Here are two dealbreakers that come to mind, with quotations from
[https://research.google.com/colaboratory/faq.html](https://research.google.com/colaboratory/faq.html):

1\. Vague disclaimers that your VM is reset (even when it's running? Probably,
but who knows?) after some unspecified maximum lifetime, and GPUs are
"sometimes unavailable" (What does "sometimes" mean? They don't tell you. Does
this apply to TPUs as well? Probably, but they don't say). Also, the mere act
of manually resetting the VM is "sometimes unavailable"!

Relevant passages: "Code is executed in a virtual machine dedicated to your
account. Virtual machines are recycled when idle for a while, and have a
maximum lifetime enforced by the system."

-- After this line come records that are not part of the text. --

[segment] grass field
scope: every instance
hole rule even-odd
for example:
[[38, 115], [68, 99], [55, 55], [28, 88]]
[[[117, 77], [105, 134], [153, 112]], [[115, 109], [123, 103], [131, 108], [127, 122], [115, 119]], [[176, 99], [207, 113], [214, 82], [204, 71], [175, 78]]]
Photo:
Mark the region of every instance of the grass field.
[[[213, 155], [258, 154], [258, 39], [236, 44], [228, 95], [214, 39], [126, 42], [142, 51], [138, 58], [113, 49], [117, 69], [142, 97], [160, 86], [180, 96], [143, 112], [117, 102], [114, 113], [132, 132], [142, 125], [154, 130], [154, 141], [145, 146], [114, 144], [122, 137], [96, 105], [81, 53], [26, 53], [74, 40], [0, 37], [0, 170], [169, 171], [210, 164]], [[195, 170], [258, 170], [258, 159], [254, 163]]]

"Colaboratory limits how often [resetting all your managed VMs] can be done to
prevent undue resource consumption. If an attempt fails please try again
later."

"How may I use GPUs and why are they sometimes unavailable? [...] _Long-
running background computations, particularly on GPUs, may be stopped._"

2\. The only way currently to use Google's free GPU/TPU resources is to
connect through a browser running a Colab Notebook, which is Google's homemade
flavour of Jupyter Notebook, which adds Google-Drive-like live editing of the
same document, but (in my opinion) ruins critical UX/UI features that make
vanilla Jupyter Notebooks tolerable to use. Colab has worse keyboard
shortcuts, and _sort of_ offers command and edit modes, but half the time you
can't see which mode you're in, and it's not obvious or consistent at all how
and when to switch modes. Not only does Colab force over-reliance on notebooks
and Google Drive as opposed to "proper" version control, but it limits you to
a nonstandard Notebook version that makes the code-writing experience far less
fluent than it has to be.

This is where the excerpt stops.